Game: Tekken Card Tournament
Developer: Namco Bandai
Publisher: Namco Bandai
Reviewed on: iOS (iPhone 5s)
Tekken Card Tournament is actually quite a neat little spin on the genre that sees two characters battle it out in the background, just like you’d see in the original games, whilst you play your cards down in the front end. After you’ve initially selected one of the small handful of characters you’ll almost immediately be ushered into the action and given a brief tutorial on how to play.
Compared to many card based titles TCT is perhaps one of the easiest to pick up I’ve played. You’ll have three options every turn: Focus, Strike and Block. The aim is draw cards with focus and build up a combo, then Strike unleashes everything you’ve built up in the way of damage. Lastly, Block burns the first two cards in your opponent’s hand without adding anything to your own. The game is essentially knowing when to stick or twist, with some heavy elements of luck coming into play through the random drawing of cards.
There’s a nice pace to gameplay that fits well with the idea of a 2D fighter.
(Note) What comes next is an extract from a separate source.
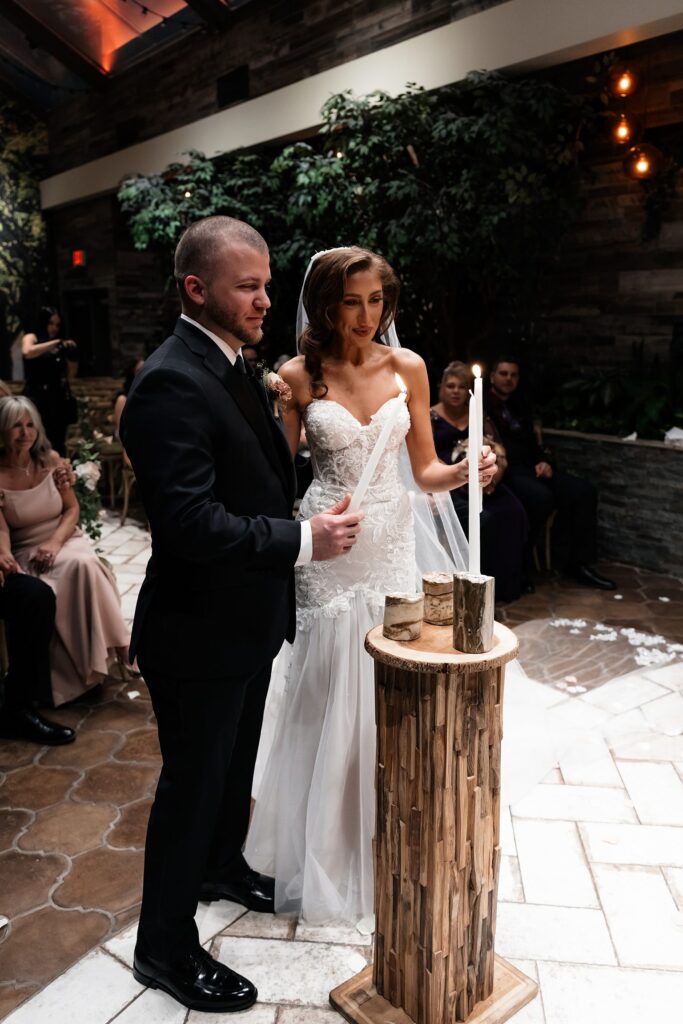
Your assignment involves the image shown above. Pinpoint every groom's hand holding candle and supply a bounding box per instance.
[308,495,364,562]
[452,444,497,489]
It’s pleasing to see because the essence of those fast paced fights could have been lost leaving the title completely void of its heritage. With a 10 second limit you’ll have to make quick decisions and there’s a fair amount of satisfaction in reading your opponents next play under that pressure. The models and general graphics also do the core games justice and frame rates were decent on the iPhone 5s – you won’t find much to complain about in the presentation area, despite a little blandness in places.
On paper, there’s really a lot to like about this odd genre mash up, but there’s some real deterring issues deriving from its adoption of typical mobile in-app purchase mechanics. Many games that adopt it are rapidly becoming bugbears of the gaming community and TCT is a prime example why.
The progression is unbearably slow. Building a deck with all the characters is intentionally dragged out to encourage these purchases and even with the coins you earn each game, neither do the game any favours as you consistently battle against AI players with decks full of cards you’ll only aspire to for a long, long while. Selling cards and the ability to fuse them does alleviate the annoyance somewhat, but barely enough to improve a game which feels like a complete grind when all is said and done.
It’s a shame because there’s plenty of potential and certainly a good amount of enjoyment, offline and online, with Tekken Card Tournament. Unfortunately it is its own worst enemy with the way the free-to-play IAP system has been incorporated; it might be an excellent way to bring a game to the masses, but when the game feels held back by its need to constantly hold out it’s hand for money, it really defeats the object in the first place, and ultimately tarnishes a fun little time burner.